Background & Motivation

Background: Current LLM hallucination detection follows two main paradigms: (a) the intrinsic-pattern route—extracting hidden states (SAPLMA), prediction logits (Logits Lens), or attention patterns (Lookback Lens) during generation, essentially quantifying uncertainty at a microscopic level; (b) the self-judgment route—directly asking the LLM "Is what I just said correct?", using macroscopic symbolic judgments as signals.

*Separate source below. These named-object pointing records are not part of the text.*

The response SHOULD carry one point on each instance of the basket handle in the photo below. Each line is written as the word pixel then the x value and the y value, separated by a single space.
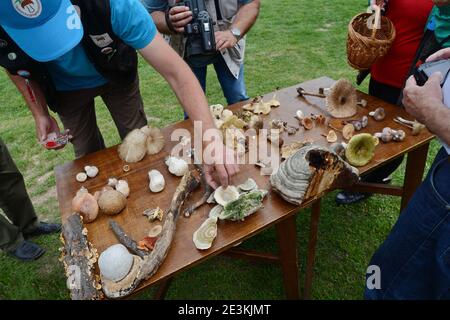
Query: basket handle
pixel 377 21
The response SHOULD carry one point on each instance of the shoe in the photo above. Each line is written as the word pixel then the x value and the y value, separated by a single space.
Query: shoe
pixel 347 197
pixel 44 228
pixel 28 251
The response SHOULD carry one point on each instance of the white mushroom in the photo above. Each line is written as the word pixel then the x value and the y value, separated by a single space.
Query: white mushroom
pixel 225 196
pixel 123 188
pixel 157 182
pixel 177 166
pixel 205 235
pixel 115 263
pixel 81 177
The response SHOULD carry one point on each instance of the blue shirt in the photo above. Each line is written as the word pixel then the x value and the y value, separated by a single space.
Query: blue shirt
pixel 161 5
pixel 130 22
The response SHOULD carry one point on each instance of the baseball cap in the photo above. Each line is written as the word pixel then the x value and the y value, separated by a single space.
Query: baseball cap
pixel 44 29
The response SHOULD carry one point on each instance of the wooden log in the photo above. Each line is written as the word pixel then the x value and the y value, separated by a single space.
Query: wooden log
pixel 79 258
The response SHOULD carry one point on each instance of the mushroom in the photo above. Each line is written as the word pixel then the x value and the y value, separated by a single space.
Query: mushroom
pixel 177 166
pixel 379 114
pixel 115 263
pixel 342 100
pixel 223 196
pixel 157 182
pixel 123 188
pixel 155 140
pixel 331 136
pixel 153 214
pixel 133 148
pixel 307 123
pixel 81 177
pixel 415 126
pixel 86 205
pixel 360 150
pixel 205 235
pixel 91 171
pixel 112 202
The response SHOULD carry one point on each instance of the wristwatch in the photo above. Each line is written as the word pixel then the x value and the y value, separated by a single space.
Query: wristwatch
pixel 236 32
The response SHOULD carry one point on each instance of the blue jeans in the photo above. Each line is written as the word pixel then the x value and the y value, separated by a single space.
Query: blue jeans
pixel 415 258
pixel 233 89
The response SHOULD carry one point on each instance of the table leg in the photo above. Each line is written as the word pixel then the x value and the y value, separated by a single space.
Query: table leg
pixel 162 289
pixel 415 167
pixel 287 243
pixel 312 243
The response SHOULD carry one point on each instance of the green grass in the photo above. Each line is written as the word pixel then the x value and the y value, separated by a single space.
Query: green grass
pixel 293 41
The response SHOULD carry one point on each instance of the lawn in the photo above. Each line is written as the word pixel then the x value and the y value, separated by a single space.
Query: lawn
pixel 293 41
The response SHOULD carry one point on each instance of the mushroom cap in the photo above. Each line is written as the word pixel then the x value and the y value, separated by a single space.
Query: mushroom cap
pixel 342 100
pixel 360 150
pixel 155 140
pixel 112 202
pixel 133 148
pixel 115 263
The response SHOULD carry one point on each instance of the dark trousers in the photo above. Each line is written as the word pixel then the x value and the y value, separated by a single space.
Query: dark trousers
pixel 389 94
pixel 15 203
pixel 414 261
pixel 76 109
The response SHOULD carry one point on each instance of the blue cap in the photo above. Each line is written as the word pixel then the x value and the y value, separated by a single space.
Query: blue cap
pixel 44 29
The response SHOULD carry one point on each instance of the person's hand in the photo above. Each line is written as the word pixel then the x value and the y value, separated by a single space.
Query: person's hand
pixel 44 126
pixel 225 40
pixel 224 166
pixel 420 101
pixel 440 55
pixel 180 17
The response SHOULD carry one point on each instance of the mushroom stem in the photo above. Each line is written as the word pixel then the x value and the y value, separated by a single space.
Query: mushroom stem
pixel 302 92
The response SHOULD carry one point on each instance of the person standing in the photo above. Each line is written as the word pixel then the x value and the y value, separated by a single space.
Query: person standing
pixel 22 222
pixel 414 261
pixel 63 54
pixel 232 20
pixel 388 75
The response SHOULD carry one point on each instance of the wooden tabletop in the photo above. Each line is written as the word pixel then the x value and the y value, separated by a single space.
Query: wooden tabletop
pixel 183 253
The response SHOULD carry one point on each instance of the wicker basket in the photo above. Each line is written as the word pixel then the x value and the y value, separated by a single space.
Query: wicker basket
pixel 365 46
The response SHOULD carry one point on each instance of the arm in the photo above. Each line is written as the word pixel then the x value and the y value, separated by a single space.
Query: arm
pixel 37 104
pixel 244 21
pixel 425 104
pixel 187 88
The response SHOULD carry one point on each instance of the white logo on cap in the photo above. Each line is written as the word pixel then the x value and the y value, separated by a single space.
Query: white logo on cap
pixel 28 8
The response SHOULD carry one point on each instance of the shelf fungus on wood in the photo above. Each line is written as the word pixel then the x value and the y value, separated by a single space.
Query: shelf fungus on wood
pixel 205 235
pixel 79 256
pixel 310 172
pixel 247 204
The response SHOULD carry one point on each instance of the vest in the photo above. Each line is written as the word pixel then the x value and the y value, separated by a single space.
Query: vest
pixel 234 57
pixel 112 58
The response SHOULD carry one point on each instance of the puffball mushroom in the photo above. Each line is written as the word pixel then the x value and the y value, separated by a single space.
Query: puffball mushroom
pixel 112 202
pixel 91 171
pixel 123 188
pixel 205 235
pixel 115 263
pixel 86 205
pixel 133 148
pixel 177 166
pixel 157 182
pixel 155 140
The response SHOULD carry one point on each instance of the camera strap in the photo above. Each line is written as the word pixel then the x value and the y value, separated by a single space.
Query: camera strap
pixel 218 12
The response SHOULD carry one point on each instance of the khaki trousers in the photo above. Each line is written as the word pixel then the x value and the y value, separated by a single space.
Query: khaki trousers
pixel 15 203
pixel 76 109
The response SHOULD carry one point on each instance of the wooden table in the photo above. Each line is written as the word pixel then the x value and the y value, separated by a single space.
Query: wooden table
pixel 276 212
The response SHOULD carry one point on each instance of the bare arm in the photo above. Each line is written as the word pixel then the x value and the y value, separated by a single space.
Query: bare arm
pixel 190 94
pixel 36 102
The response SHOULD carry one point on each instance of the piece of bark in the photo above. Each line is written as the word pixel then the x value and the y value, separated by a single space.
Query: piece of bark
pixel 124 239
pixel 79 258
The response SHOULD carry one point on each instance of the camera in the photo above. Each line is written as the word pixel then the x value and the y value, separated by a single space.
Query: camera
pixel 426 70
pixel 200 31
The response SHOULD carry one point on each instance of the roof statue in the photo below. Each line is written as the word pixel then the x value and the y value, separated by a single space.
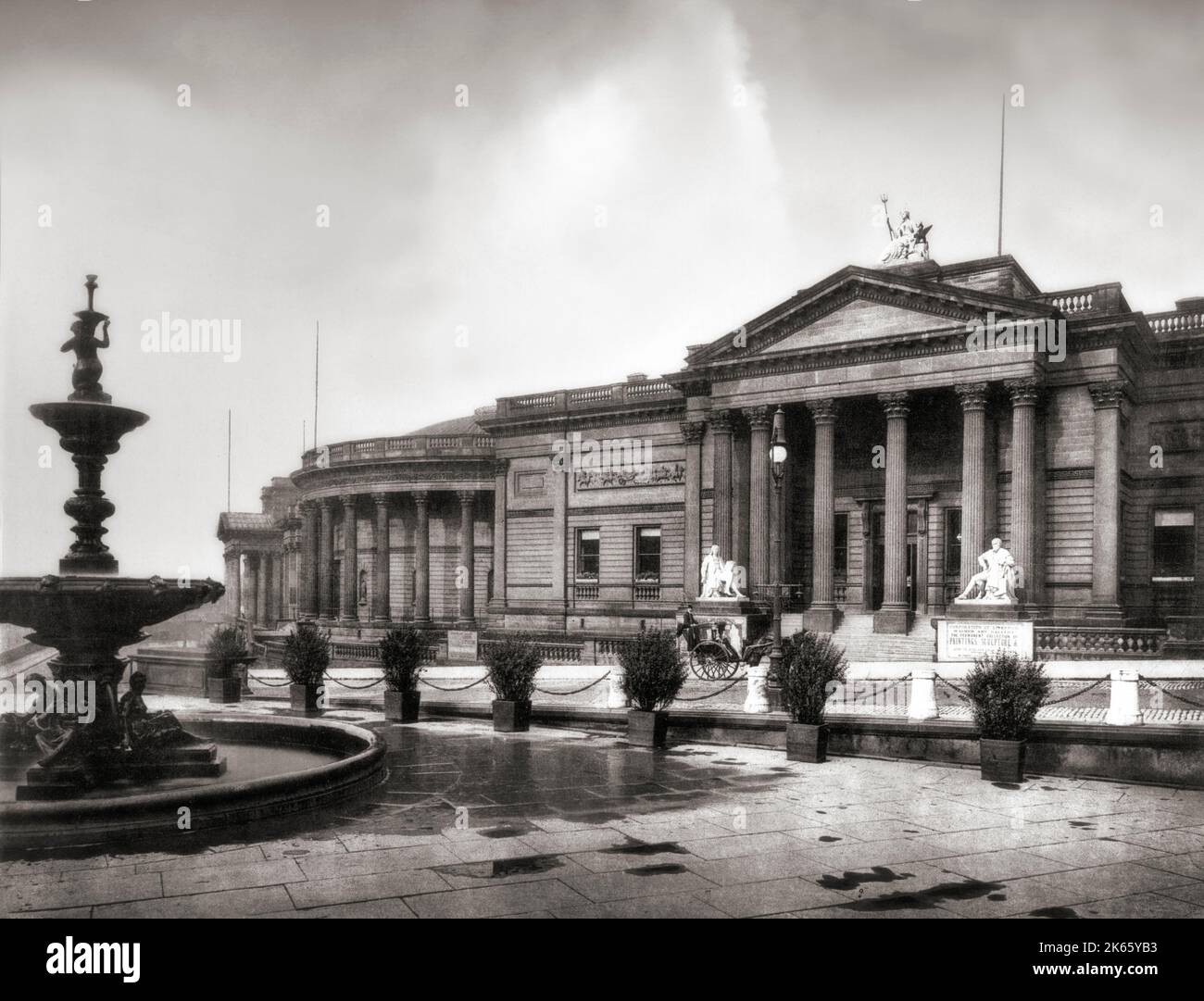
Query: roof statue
pixel 909 238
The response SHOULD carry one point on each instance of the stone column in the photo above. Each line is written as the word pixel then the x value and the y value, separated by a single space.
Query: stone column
pixel 974 486
pixel 821 615
pixel 348 610
pixel 1023 469
pixel 307 565
pixel 721 494
pixel 257 588
pixel 421 557
pixel 466 618
pixel 759 421
pixel 895 615
pixel 691 555
pixel 381 582
pixel 326 558
pixel 1106 537
pixel 501 474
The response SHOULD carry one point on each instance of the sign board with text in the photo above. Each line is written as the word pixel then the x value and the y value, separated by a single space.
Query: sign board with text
pixel 462 645
pixel 963 639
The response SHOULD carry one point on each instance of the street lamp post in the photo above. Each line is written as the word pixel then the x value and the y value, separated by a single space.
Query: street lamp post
pixel 778 457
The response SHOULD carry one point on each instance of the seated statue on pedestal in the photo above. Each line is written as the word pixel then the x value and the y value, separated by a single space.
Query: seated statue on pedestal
pixel 148 732
pixel 718 577
pixel 996 582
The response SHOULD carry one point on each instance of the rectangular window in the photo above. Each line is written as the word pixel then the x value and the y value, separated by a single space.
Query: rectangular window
pixel 588 542
pixel 1174 544
pixel 952 543
pixel 841 545
pixel 648 555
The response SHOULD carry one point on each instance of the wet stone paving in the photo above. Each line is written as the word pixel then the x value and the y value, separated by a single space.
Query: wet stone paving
pixel 565 823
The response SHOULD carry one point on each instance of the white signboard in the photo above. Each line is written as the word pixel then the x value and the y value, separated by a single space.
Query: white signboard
pixel 963 639
pixel 462 645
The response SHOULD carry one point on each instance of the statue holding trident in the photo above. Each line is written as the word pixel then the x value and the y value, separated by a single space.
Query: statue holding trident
pixel 85 376
pixel 908 237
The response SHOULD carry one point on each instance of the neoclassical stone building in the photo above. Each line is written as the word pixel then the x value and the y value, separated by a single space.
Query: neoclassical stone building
pixel 913 441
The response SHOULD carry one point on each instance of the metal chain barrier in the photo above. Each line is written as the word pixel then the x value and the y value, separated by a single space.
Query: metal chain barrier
pixel 464 688
pixel 1166 692
pixel 269 683
pixel 576 691
pixel 356 687
pixel 711 694
pixel 1075 694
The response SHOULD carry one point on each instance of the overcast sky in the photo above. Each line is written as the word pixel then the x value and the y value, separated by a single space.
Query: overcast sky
pixel 625 180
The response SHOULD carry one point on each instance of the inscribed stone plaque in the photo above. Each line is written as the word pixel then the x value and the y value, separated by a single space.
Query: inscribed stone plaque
pixel 963 639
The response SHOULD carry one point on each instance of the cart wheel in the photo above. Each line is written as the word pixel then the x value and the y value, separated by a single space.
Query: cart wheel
pixel 710 660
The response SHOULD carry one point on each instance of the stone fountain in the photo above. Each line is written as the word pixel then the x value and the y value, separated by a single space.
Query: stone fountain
pixel 88 612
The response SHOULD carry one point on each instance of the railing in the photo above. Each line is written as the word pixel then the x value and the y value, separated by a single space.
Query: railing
pixel 412 446
pixel 549 651
pixel 342 650
pixel 1163 324
pixel 585 397
pixel 1092 298
pixel 1079 643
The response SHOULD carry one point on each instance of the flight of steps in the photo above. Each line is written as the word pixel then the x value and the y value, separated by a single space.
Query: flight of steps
pixel 863 645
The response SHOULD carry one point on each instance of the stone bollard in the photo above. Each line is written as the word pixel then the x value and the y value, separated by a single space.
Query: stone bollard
pixel 922 704
pixel 758 698
pixel 1123 708
pixel 614 696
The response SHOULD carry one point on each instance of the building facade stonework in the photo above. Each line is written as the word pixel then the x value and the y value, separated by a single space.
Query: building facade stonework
pixel 911 444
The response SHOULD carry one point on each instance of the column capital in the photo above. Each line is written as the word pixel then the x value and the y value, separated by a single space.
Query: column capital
pixel 1108 394
pixel 722 421
pixel 896 405
pixel 822 410
pixel 759 418
pixel 973 394
pixel 1024 393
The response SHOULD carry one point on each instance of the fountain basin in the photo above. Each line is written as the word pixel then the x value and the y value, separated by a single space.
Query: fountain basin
pixel 348 760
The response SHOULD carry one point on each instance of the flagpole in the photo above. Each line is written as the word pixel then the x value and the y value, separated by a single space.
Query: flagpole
pixel 1003 131
pixel 317 343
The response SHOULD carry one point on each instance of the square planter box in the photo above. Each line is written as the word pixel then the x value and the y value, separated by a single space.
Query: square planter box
pixel 401 707
pixel 512 718
pixel 1002 760
pixel 305 696
pixel 646 730
pixel 224 690
pixel 807 743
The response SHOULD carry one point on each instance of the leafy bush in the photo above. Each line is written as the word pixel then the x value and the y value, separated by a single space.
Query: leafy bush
pixel 1006 692
pixel 401 652
pixel 513 663
pixel 225 648
pixel 655 670
pixel 813 664
pixel 306 654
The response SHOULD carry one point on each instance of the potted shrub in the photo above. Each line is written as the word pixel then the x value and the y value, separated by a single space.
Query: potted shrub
pixel 401 652
pixel 810 664
pixel 513 664
pixel 1006 691
pixel 654 674
pixel 306 658
pixel 225 652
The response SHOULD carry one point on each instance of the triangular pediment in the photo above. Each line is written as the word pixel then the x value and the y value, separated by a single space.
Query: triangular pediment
pixel 856 306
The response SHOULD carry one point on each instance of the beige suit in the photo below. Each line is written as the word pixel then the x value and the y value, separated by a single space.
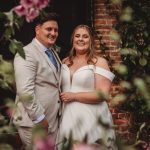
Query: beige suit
pixel 38 88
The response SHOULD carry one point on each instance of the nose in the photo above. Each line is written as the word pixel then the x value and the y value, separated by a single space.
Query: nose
pixel 80 38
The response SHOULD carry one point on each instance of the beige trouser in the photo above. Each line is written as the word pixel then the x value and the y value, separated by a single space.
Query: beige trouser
pixel 25 134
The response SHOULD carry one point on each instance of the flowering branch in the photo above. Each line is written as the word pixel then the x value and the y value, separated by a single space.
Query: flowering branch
pixel 30 8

Limitations of Prior Work: Both routes have critical weaknesses: (a) although fine-grained neural signals are obtained, "high-confidence hallucinations" (where the LLM is wrong but certain) are hard to detect, and metrics lack semantic calibration; (b) while explicit semantic reasoning is present, the verbal judgment itself may suffer from "secondary hallucinations"—self-preference bias, overthinking, and evaluative hallucinations make "it says it's true" unreliable.

Key Challenge: Intrinsic features (implicit/neural/micro) and self-judgments (explicit/symbolic/macro) are coupled behaviors yet are processed independently. Directly concatenating the two (e.g., simple ensemble) risks the weaker signal dragging down the stronger one; treating self-judgment as ground truth introduces noise from evaluative hallucinations.

Goal: (a) Use both signals in a unified learnable framework; (b) avoid treating self-judgment as absolute truth by providing a "reliability estimate"; (c) ensure no significant inference overhead (running the LLM twice is too expensive).

Key Insight: The authors observe that "an LLM's self-judgment of its response is also a response"—the judgment itself is generated, can be hallucinated, and its credibility can be estimated using intrinsic features. If the reliability \(L_j\) of the self-judgment can be estimated, combined with the inherent logic rule ("self-judgment is true → response is true" / "self-judgment is false → response is false"), one can back-propagate the judgment reliability to the response assessment, creating a prediction path independent of the response detector.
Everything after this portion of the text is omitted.